News

21 August, 2017

The Evolving Role of Machine Learning in Healthcare

Dr. Michael D. Kuo, MD, from Department of Radiological Sciences of University of California, Los Angeles (UCLA), gave a talk examining the role and challenges of data science, in particular machine learning, in healthcare and bioengineering arena. The talk was jointly held by the Department of Chemical and Biological Engineering and the HKUST Big Data Institute.

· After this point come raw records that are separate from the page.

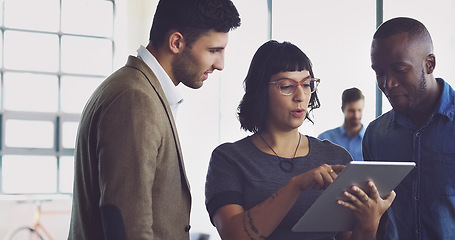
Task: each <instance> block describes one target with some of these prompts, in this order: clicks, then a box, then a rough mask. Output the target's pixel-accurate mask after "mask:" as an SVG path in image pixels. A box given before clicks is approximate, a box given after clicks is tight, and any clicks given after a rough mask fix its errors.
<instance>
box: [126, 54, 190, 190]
mask: <svg viewBox="0 0 455 240" xmlns="http://www.w3.org/2000/svg"><path fill="white" fill-rule="evenodd" d="M126 66H128V67H133V68H136V69H137V70H139V71H140V72H142V73H143V74H144V76H145V78H146V79H147V80H148V82H149V83H150V85H151V86H152V88H153V89H154V90H155V92H156V93H157V94H158V97H159V98H160V100H161V103H162V104H163V107H164V109H165V111H166V114H167V117H168V120H169V123H170V124H171V128H172V132H173V134H174V141H175V145H176V146H177V152H178V155H179V163H180V171H181V172H182V173H183V176H184V177H185V182H186V185H187V187H188V190H190V184H189V181H188V177H187V176H186V171H185V164H184V162H183V155H182V149H181V147H180V141H179V136H178V133H177V127H176V126H175V122H174V117H173V116H172V112H171V109H170V107H169V103H168V102H167V99H166V95H165V94H164V91H163V89H162V88H161V84H160V83H159V81H158V79H157V77H156V76H155V74H154V73H153V71H152V70H151V69H150V68H149V67H148V66H147V64H145V63H144V62H143V61H142V60H140V59H139V58H137V57H134V56H129V57H128V61H127V63H126Z"/></svg>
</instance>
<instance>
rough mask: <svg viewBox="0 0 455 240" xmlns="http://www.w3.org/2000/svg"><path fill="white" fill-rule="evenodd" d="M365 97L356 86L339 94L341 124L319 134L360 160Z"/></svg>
mask: <svg viewBox="0 0 455 240" xmlns="http://www.w3.org/2000/svg"><path fill="white" fill-rule="evenodd" d="M364 106H365V97H364V96H363V93H362V91H360V90H359V89H358V88H355V87H354V88H349V89H346V90H344V91H343V95H342V96H341V111H343V114H344V123H343V125H342V126H340V127H337V128H334V129H330V130H327V131H325V132H323V133H321V134H319V136H318V138H319V139H321V140H324V139H327V140H329V141H331V142H333V143H335V144H338V145H340V146H342V147H344V148H345V149H346V150H348V152H349V153H350V154H351V156H352V158H353V159H354V160H355V161H362V160H363V155H362V139H363V135H364V134H365V128H364V127H363V125H362V122H361V120H362V114H363V107H364Z"/></svg>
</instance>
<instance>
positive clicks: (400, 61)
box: [363, 18, 455, 240]
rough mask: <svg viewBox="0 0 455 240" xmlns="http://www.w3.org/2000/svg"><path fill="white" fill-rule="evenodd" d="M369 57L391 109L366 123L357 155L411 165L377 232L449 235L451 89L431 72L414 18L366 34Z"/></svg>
mask: <svg viewBox="0 0 455 240" xmlns="http://www.w3.org/2000/svg"><path fill="white" fill-rule="evenodd" d="M371 62H372V68H373V70H374V71H375V72H376V76H377V83H378V87H379V88H380V89H381V90H382V92H383V93H384V94H385V95H386V96H387V98H388V100H389V102H390V104H391V105H392V107H393V110H391V111H389V112H387V113H385V114H384V115H382V116H381V117H379V118H378V119H376V120H375V121H373V122H372V123H370V125H369V126H368V128H367V130H366V133H365V136H364V140H363V155H364V159H365V160H380V161H413V162H415V163H416V168H415V169H414V170H412V172H411V173H410V174H409V175H408V176H407V177H406V178H405V179H404V180H403V181H402V182H401V183H400V184H399V185H398V187H397V188H396V189H395V191H396V193H397V196H396V198H395V201H394V202H393V204H392V206H391V207H390V208H389V210H388V211H387V214H384V216H383V218H382V219H381V225H380V230H379V231H378V232H379V233H378V236H381V235H383V236H384V239H406V240H407V239H455V178H454V173H455V121H454V114H455V93H454V90H453V89H452V88H451V87H450V85H449V84H448V83H446V82H445V81H444V80H442V79H440V78H435V77H434V76H433V71H434V68H435V65H436V60H435V56H434V54H433V45H432V41H431V37H430V34H429V33H428V31H427V29H426V28H425V26H424V25H423V24H422V23H420V22H418V21H416V20H414V19H410V18H395V19H391V20H389V21H387V22H385V23H384V24H382V25H381V26H380V27H379V28H378V30H377V31H376V33H375V35H374V37H373V42H372V47H371Z"/></svg>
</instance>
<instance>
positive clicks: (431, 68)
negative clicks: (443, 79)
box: [425, 53, 436, 74]
mask: <svg viewBox="0 0 455 240" xmlns="http://www.w3.org/2000/svg"><path fill="white" fill-rule="evenodd" d="M425 65H426V71H427V74H431V73H433V71H434V68H435V67H436V57H435V56H434V54H432V53H431V54H429V55H428V56H427V58H426V59H425Z"/></svg>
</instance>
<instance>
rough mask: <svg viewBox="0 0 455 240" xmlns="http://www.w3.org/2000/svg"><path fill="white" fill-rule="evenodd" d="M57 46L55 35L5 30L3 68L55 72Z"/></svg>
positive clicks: (57, 57) (57, 56)
mask: <svg viewBox="0 0 455 240" xmlns="http://www.w3.org/2000/svg"><path fill="white" fill-rule="evenodd" d="M25 43H28V44H25ZM58 46H59V43H58V36H57V35H53V34H42V33H27V32H18V31H5V50H4V51H5V68H11V69H18V70H33V71H45V72H57V71H58Z"/></svg>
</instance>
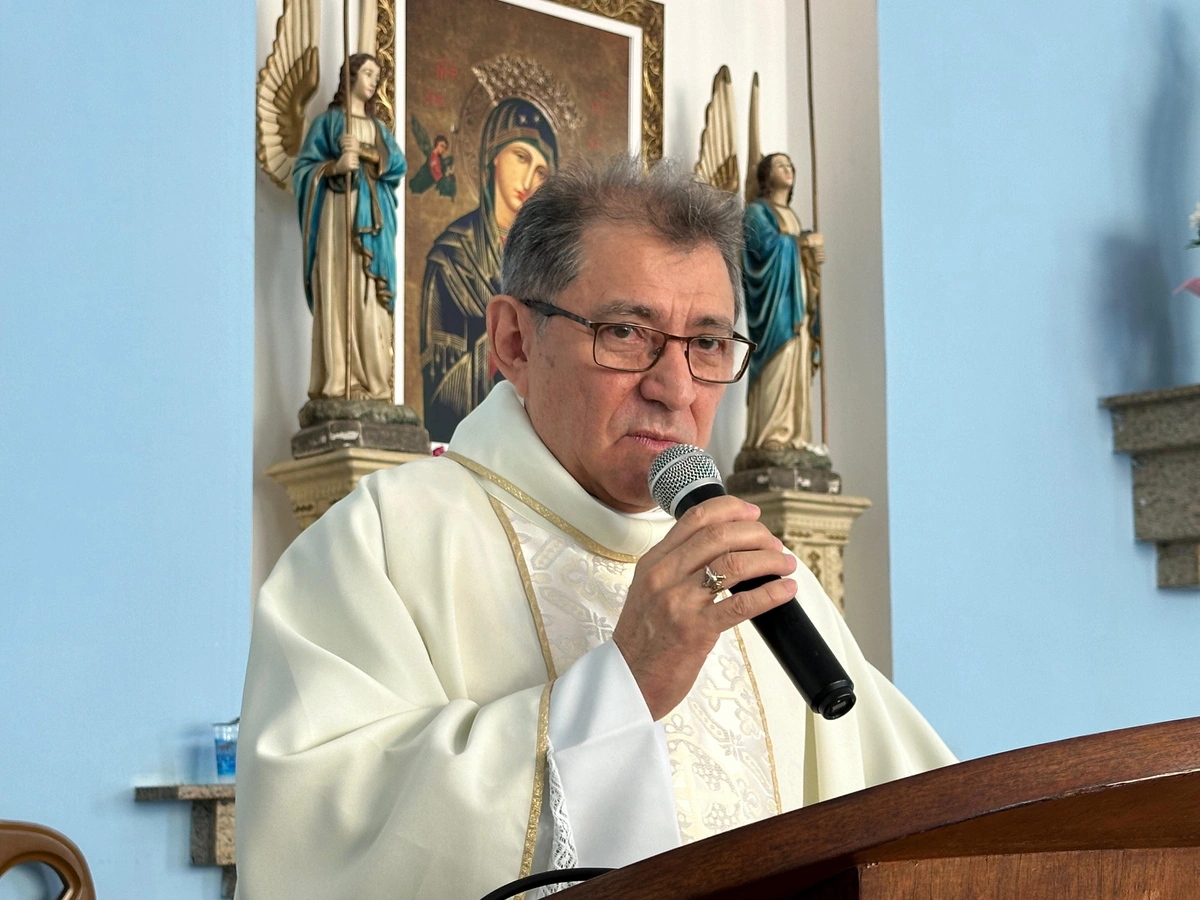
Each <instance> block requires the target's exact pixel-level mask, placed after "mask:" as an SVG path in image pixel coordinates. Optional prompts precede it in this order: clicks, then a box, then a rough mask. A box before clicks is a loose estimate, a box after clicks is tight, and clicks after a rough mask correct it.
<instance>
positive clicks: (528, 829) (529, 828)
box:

Medicine, by definition, is an information science that requires the capacity to actively acquire individualized and context-specific data, and to then iteratively evaluate, assimilate and refine this information against a vast database of medical knowledge in order to arrive at a small solution space with a corresponding set of individually tailored implementable policies. Machine Learning (ML), as a transformational tool, is thus potentially extremely well suited to medical application. Unfortunately, while technological advances in ML are being made at a rapid pace in other domains, impactful medical application significantly. In this talk, Dr. Kuo discussed problems currently being addressed with machine learning, how his group and others are beginning to incorporate it across a number of different facets in medicine, highlight areas of future growth and opportunity, as well as areas of existing limitation or future ethical concern.



Dr. Kuo received his Medical Degree from Baylor College of Medicine and did his clinical training in Diagnostic Radiology at Stanford University, where he also completed a clinical fellowship in Cardiovascular and Interventional Radiology. He served as Assistant Professor in the Department of Radiology at the University of California-San Diego from 2003-2009. In 2009, he moved to the University of California-Los Angeles where he is an Associate Professor in the Departments of Radiology, Pathology and Bioengineering and served as the Directors of both the Radiogenomics and Radiology-Pathology Programs. Dr. Kuo is an international leader in the field of Radiogenomics where he has published seminal foundational papers. His principle area of research focus is in the field of radiogenomics where his group applies integrative computational and biological approaches in order to derive actionable clinical insights and tools centered around patient stratification and therapeutic response prediction by leveraging large multi-scale relational data sets including clinical outcomes, clinical imaging, tissue, cellular and subcellular biological data.